Today, being as close to Christmas as we can get without it actually being Christmas, we finally got our tree. I have been putting off the purchase of a fake tree for a long time, because although fake trees always have that nice symmetrical look and would probably actually look stylish and attractive given my haphazard decorating and non-matching ornaments, I actually enjoy the whole process with a real tree. Everything from the trudging out to tag the one we want in mid-November to collecting it, figuring out how to get it home, setting up the darn stand, and cleaning up dead pine needles for weeks after, it’s all symbolic of Christmas to me and I want to keep it that way for Ethan and Amy. So yeah, no fake tree for us again this year; instead another wonky, bedraggled-looking branch of a much larger tree with sagging twigs and castoff needles everywhere. Love it. Its look is much improved by the addition of a multitude of homemade decorations from bread dough, shiny cardboard, and popsicle sticks, all with some amount of glitter. No, really, I love it.
This year the kids have also celebrated, in a minor way, Hanukkah. Their preschool provided a menorah and dreidels for the children to see and play with because one of the girls is Jewish.
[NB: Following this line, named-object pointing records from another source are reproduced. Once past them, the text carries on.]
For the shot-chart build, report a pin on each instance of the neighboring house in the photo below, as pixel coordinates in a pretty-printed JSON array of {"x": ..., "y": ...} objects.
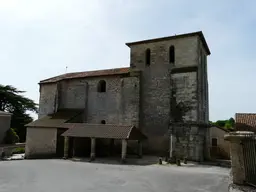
[
  {"x": 245, "y": 122},
  {"x": 109, "y": 104},
  {"x": 5, "y": 123},
  {"x": 219, "y": 147}
]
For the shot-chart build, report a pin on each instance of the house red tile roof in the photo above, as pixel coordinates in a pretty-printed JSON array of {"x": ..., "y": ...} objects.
[
  {"x": 105, "y": 72},
  {"x": 246, "y": 121},
  {"x": 103, "y": 131}
]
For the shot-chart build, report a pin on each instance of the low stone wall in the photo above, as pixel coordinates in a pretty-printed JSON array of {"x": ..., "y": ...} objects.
[
  {"x": 238, "y": 175},
  {"x": 6, "y": 150}
]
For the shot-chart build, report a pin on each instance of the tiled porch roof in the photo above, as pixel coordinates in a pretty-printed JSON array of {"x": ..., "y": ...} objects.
[{"x": 108, "y": 131}]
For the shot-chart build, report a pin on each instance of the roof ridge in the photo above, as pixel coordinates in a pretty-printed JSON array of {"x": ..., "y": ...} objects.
[{"x": 81, "y": 74}]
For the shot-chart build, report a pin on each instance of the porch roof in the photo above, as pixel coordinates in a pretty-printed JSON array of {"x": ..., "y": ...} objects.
[
  {"x": 108, "y": 131},
  {"x": 55, "y": 120}
]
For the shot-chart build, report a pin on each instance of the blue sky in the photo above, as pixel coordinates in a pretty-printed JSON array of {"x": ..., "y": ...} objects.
[{"x": 38, "y": 39}]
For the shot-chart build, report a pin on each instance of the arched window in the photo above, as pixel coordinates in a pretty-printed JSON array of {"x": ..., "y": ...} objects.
[
  {"x": 172, "y": 54},
  {"x": 147, "y": 55},
  {"x": 102, "y": 86}
]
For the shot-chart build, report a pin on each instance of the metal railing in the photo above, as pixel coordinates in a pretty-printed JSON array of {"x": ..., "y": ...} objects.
[{"x": 249, "y": 153}]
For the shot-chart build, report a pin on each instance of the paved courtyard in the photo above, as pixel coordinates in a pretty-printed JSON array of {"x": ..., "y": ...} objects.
[{"x": 67, "y": 176}]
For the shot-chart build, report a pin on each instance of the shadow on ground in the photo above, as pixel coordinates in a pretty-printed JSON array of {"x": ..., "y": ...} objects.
[{"x": 149, "y": 160}]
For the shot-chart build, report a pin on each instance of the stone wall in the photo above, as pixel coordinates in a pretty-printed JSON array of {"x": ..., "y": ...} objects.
[
  {"x": 187, "y": 141},
  {"x": 223, "y": 146},
  {"x": 48, "y": 99},
  {"x": 41, "y": 142},
  {"x": 73, "y": 94},
  {"x": 156, "y": 85},
  {"x": 185, "y": 93},
  {"x": 118, "y": 105},
  {"x": 5, "y": 122}
]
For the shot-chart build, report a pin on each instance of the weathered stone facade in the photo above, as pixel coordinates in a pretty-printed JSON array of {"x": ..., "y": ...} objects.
[
  {"x": 41, "y": 142},
  {"x": 5, "y": 123},
  {"x": 144, "y": 96}
]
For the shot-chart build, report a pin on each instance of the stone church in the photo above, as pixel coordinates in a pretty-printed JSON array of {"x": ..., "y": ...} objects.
[{"x": 163, "y": 91}]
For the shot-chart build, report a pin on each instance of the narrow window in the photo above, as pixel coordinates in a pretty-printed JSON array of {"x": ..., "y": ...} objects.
[
  {"x": 172, "y": 54},
  {"x": 148, "y": 57},
  {"x": 102, "y": 86},
  {"x": 214, "y": 142}
]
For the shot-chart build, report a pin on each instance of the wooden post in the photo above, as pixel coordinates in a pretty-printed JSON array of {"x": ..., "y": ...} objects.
[
  {"x": 66, "y": 147},
  {"x": 93, "y": 144},
  {"x": 140, "y": 149},
  {"x": 124, "y": 150}
]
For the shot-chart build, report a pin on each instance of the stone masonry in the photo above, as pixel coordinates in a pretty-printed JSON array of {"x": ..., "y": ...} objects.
[{"x": 143, "y": 96}]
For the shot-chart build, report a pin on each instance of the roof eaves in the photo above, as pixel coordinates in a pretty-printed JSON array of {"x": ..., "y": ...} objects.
[{"x": 200, "y": 33}]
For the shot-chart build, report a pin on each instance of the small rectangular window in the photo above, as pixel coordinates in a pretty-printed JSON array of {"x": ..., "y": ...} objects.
[{"x": 214, "y": 142}]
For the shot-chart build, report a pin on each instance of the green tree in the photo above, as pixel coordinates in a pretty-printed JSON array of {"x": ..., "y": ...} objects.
[{"x": 12, "y": 100}]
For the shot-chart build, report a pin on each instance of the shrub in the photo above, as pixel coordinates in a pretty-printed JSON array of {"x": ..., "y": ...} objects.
[
  {"x": 18, "y": 150},
  {"x": 11, "y": 137}
]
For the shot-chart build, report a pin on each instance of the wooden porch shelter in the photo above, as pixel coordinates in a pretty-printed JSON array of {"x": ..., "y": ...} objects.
[{"x": 102, "y": 131}]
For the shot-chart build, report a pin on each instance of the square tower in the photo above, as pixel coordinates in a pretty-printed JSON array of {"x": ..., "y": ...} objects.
[{"x": 174, "y": 85}]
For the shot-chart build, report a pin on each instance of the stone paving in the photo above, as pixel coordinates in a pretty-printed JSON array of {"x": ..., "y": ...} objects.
[{"x": 66, "y": 175}]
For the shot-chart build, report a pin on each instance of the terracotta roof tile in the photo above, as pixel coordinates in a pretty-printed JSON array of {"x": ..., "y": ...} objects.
[
  {"x": 110, "y": 131},
  {"x": 105, "y": 72},
  {"x": 246, "y": 121},
  {"x": 55, "y": 120}
]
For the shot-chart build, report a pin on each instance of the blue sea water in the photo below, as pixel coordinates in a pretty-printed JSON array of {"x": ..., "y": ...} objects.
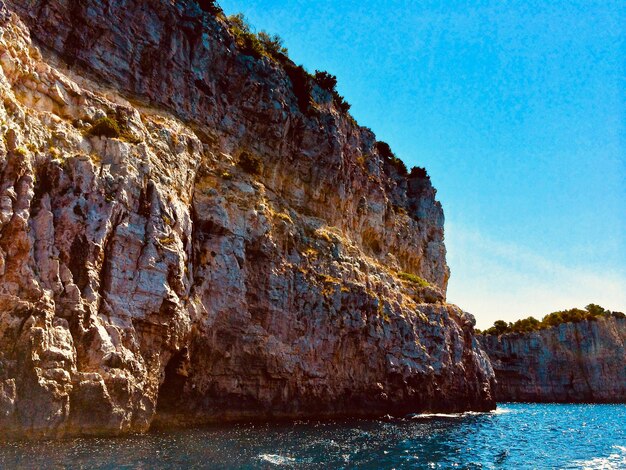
[{"x": 516, "y": 436}]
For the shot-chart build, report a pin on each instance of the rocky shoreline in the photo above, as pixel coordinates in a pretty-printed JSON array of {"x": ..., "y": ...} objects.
[
  {"x": 581, "y": 362},
  {"x": 184, "y": 239}
]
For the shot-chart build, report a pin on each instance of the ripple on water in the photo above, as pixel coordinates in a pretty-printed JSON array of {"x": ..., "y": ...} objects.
[{"x": 516, "y": 436}]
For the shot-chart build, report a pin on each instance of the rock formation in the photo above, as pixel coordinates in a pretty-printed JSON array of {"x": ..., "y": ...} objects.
[
  {"x": 581, "y": 362},
  {"x": 181, "y": 243}
]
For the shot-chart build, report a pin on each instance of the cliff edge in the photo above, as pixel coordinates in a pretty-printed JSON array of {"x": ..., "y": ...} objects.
[
  {"x": 583, "y": 362},
  {"x": 184, "y": 239}
]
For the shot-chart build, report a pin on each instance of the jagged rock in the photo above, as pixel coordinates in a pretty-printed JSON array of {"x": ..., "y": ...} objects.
[
  {"x": 570, "y": 363},
  {"x": 148, "y": 276}
]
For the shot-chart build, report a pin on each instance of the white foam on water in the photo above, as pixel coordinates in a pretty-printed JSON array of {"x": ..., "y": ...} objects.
[
  {"x": 276, "y": 459},
  {"x": 615, "y": 460},
  {"x": 497, "y": 411}
]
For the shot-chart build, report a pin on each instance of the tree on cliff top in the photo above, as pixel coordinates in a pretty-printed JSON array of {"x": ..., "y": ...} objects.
[{"x": 573, "y": 315}]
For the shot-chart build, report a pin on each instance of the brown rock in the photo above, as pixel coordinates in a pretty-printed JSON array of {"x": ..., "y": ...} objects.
[{"x": 147, "y": 275}]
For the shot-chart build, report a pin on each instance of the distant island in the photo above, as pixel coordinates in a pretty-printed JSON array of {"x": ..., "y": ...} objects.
[{"x": 570, "y": 356}]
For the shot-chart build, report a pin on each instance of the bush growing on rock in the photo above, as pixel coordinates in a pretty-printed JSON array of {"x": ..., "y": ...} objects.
[
  {"x": 328, "y": 82},
  {"x": 419, "y": 172},
  {"x": 209, "y": 6},
  {"x": 414, "y": 279},
  {"x": 250, "y": 163},
  {"x": 105, "y": 127},
  {"x": 301, "y": 82},
  {"x": 112, "y": 129},
  {"x": 384, "y": 150},
  {"x": 273, "y": 45}
]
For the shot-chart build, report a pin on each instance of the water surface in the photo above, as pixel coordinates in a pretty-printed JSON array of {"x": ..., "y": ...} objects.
[{"x": 515, "y": 436}]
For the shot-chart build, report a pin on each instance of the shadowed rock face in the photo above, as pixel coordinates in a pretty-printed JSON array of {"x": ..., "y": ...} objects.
[
  {"x": 571, "y": 363},
  {"x": 148, "y": 276}
]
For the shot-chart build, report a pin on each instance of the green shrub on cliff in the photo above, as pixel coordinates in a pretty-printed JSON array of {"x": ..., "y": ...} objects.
[
  {"x": 105, "y": 127},
  {"x": 413, "y": 279},
  {"x": 328, "y": 82},
  {"x": 574, "y": 315},
  {"x": 384, "y": 150},
  {"x": 250, "y": 163},
  {"x": 209, "y": 6},
  {"x": 245, "y": 39}
]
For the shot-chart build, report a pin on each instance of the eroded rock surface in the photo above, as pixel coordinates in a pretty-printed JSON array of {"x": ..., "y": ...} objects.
[
  {"x": 151, "y": 276},
  {"x": 570, "y": 363}
]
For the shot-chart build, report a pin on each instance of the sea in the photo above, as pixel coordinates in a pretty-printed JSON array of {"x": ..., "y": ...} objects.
[{"x": 515, "y": 436}]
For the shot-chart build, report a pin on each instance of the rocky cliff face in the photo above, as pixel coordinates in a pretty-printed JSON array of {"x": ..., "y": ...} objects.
[
  {"x": 179, "y": 243},
  {"x": 572, "y": 363}
]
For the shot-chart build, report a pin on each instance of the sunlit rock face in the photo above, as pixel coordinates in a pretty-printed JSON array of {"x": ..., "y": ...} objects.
[
  {"x": 572, "y": 363},
  {"x": 180, "y": 243}
]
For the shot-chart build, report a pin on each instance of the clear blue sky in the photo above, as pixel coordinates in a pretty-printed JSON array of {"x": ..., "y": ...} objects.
[{"x": 517, "y": 110}]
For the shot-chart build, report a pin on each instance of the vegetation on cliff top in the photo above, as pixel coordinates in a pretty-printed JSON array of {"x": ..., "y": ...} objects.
[
  {"x": 271, "y": 46},
  {"x": 573, "y": 315}
]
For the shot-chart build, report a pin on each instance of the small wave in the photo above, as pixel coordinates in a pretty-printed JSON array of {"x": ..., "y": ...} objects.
[
  {"x": 276, "y": 459},
  {"x": 614, "y": 460},
  {"x": 497, "y": 411}
]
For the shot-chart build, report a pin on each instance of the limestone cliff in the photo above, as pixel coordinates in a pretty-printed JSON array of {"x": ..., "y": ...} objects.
[
  {"x": 181, "y": 243},
  {"x": 571, "y": 363}
]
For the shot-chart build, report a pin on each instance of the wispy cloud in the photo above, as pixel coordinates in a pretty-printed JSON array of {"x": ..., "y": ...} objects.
[{"x": 497, "y": 280}]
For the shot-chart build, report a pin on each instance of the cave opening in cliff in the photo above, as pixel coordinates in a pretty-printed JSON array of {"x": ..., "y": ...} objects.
[{"x": 171, "y": 390}]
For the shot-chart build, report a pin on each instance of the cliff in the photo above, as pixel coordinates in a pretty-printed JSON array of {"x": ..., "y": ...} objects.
[
  {"x": 582, "y": 362},
  {"x": 182, "y": 241}
]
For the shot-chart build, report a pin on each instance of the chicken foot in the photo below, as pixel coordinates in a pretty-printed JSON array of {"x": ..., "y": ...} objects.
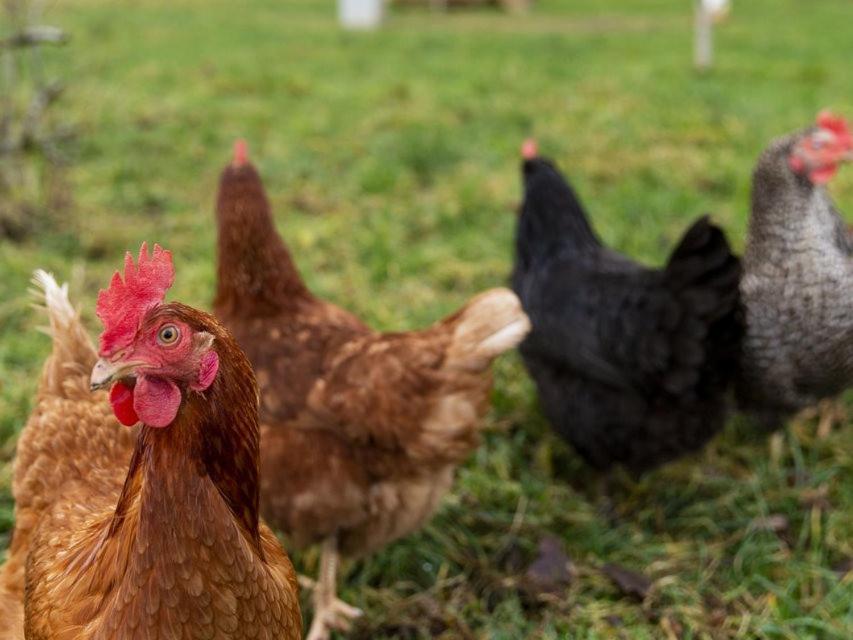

It was a novelty for me as much as them because I don’t know any observing Jewish people and so what little I know of Hanukkah is academic.
The other day I mentioned that of the six Christmas cards we’d received to date, only one had any religious imagery (we’re not at all religious, but still). I said something to Mike about the lone card with Sweet Baby Jesus being held by Mary, which led to Ethan’s very serious explanation about God being real and Jesus being God’s son and his friend at preschool told him so, ergo true. This ties in nicely with Ethan’s first Easter service last year from which he returned to tell us that Jesus was old and lived in a cave with dinosaurs (Jesus + cave + old = dinosaurs, obvs).
Amy’s newest and weirdest sentence structure to date is “I can want to [fill in the blank]!” When we go somewhere: “I can want to come too?” When she wants us to watch her jumping: “You can want to watch me!” I keep telling her that sure, it’s okay to want to, but that doesn’t mean nothin’, but she just looks at me like I’m the crazy one.